Geometry question, need outside diameter of 3 grouped objects

[sciguyjim]

If I have 3 tubes, each 1" diameter grouped together at 120° angles, what would be the diameter of a larger tube which could enclose the 3 smaller tubes? There must be a formula, or 2, to calculate this. Thanks.

 

[Mandrake22]

I don't know of a formula but why not fire up "your favorite CAD program", create your four circles and then dimension the "all encompassing" one.

 

[Kiranpatel]

My guess at the answer is that it will be D*(1+1/Cos(30)). I don't have a CAD package to verify it though.

 

[sciguyjim]

I don't have any CAD software, just pencil, paper & a calculator.

 

[sciguyjim]

Kiranpatel, would I solve for "D" in your equation?

 

[prex]

This is quite simple: as the tubes have equal diameters their CLs will be on a regular triangle.
Side of the triangle: d
Height of the triangle: d*cos 30°
Distance of one vertex to center of triangle: 2/3*d*cos 30°
Diameter of the enclosing circle:
D=(2*2/3*cos 30°+1)d=2.155d. prex
motori@xcalcsREMOVE.com

http://www.xcalcs.com

Online tools for structural design

 

[sciguyjim]

So "d" here is the diameter of the small tubes (1&quot. This looks good, at least better than the figures I was coming up with. Thanks a lot.

 

[Kiranpatel]

Sorry, my post was not clear enough. D is the diameter of each of the 3 tubes (1&quot. The term D*(1+1/Cos(30)) represents the diameter of the envelope circle.

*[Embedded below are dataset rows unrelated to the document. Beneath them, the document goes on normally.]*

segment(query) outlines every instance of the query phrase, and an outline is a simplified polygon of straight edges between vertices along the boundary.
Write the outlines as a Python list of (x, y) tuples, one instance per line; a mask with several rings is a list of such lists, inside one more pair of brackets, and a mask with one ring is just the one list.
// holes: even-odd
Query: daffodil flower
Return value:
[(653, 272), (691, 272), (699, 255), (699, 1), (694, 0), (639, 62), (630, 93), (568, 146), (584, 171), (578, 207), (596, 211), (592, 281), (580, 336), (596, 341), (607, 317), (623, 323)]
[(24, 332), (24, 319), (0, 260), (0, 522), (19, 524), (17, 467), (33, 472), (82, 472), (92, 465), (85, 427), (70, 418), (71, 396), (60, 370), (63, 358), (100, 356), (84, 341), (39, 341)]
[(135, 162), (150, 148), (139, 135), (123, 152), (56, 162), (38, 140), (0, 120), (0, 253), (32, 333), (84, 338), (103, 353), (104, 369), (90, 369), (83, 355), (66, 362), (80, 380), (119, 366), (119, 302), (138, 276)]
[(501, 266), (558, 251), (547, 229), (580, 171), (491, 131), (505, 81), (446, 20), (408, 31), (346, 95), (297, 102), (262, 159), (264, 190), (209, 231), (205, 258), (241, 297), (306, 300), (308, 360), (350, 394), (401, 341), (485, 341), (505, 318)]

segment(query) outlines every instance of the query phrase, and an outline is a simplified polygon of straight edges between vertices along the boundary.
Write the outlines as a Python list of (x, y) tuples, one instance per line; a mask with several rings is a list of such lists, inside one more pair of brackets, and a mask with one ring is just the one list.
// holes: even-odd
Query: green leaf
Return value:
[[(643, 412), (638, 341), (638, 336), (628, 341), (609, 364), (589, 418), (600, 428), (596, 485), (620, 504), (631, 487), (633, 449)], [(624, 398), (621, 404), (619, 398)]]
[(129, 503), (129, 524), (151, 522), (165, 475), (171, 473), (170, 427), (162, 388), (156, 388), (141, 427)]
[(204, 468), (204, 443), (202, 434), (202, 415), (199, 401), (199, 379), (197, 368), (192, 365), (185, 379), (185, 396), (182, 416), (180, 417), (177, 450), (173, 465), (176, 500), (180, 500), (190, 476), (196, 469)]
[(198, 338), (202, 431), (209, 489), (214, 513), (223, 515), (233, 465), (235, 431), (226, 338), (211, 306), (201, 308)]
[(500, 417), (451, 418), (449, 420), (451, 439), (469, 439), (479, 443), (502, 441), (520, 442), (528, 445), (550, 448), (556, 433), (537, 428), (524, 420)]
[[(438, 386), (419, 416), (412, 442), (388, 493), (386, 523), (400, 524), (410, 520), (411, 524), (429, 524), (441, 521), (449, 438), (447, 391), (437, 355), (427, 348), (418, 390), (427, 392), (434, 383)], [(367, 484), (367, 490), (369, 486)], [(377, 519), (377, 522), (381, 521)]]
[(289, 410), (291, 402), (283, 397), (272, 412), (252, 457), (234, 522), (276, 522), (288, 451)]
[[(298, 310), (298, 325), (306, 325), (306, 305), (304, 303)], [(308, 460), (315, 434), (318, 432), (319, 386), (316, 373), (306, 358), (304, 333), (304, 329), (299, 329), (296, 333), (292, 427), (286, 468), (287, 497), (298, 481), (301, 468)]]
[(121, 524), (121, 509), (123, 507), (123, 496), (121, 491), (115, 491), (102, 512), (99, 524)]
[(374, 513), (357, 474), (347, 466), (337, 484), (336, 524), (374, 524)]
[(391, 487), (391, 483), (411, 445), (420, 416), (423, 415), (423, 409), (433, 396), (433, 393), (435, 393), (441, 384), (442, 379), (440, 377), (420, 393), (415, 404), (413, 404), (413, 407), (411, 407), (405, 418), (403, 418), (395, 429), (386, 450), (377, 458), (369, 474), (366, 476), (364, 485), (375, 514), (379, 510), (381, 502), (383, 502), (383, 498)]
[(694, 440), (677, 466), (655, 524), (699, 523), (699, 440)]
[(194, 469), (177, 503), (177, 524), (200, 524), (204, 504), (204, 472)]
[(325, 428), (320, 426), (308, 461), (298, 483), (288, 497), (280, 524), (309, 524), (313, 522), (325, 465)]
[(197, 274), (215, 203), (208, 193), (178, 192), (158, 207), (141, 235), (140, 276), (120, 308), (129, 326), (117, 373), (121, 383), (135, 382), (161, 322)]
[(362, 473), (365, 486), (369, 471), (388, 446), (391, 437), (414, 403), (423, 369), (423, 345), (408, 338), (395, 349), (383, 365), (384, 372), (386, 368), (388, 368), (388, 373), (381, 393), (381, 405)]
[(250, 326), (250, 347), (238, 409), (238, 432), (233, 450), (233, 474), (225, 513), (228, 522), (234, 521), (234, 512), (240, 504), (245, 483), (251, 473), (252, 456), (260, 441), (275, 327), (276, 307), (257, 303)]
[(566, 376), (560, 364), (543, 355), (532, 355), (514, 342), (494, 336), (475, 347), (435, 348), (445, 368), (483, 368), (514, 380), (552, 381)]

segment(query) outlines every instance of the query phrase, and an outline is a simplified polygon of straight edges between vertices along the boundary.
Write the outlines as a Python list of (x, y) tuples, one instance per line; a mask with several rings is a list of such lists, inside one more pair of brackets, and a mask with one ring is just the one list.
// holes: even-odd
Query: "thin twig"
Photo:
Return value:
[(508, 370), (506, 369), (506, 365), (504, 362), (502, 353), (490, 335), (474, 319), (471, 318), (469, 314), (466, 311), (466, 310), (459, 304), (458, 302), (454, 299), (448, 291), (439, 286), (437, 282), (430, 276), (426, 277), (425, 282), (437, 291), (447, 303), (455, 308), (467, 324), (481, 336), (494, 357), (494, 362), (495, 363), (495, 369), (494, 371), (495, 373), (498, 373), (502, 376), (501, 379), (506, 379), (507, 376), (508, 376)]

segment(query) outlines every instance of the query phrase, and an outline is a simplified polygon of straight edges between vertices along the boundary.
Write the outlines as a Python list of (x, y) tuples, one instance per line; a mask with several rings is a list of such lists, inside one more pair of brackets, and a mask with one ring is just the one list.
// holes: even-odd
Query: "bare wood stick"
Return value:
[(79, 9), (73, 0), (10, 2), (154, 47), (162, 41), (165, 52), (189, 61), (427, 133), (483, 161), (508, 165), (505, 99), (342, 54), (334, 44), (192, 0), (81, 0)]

I note that the number is the same as that derived by prex.

 

[sciguyjim]

I see, thanks Kiranpatel & Prex.

 

[bobc]

http://mathworld.wolfram.com/CirclePacking.html

please try this site, i think it will answer your question.
bob creely

 

[sciguyjim]

Bob, thanks for the great link, that's exactly what I was looking for.

 

Being an X-tube welder I have to agree with Prex.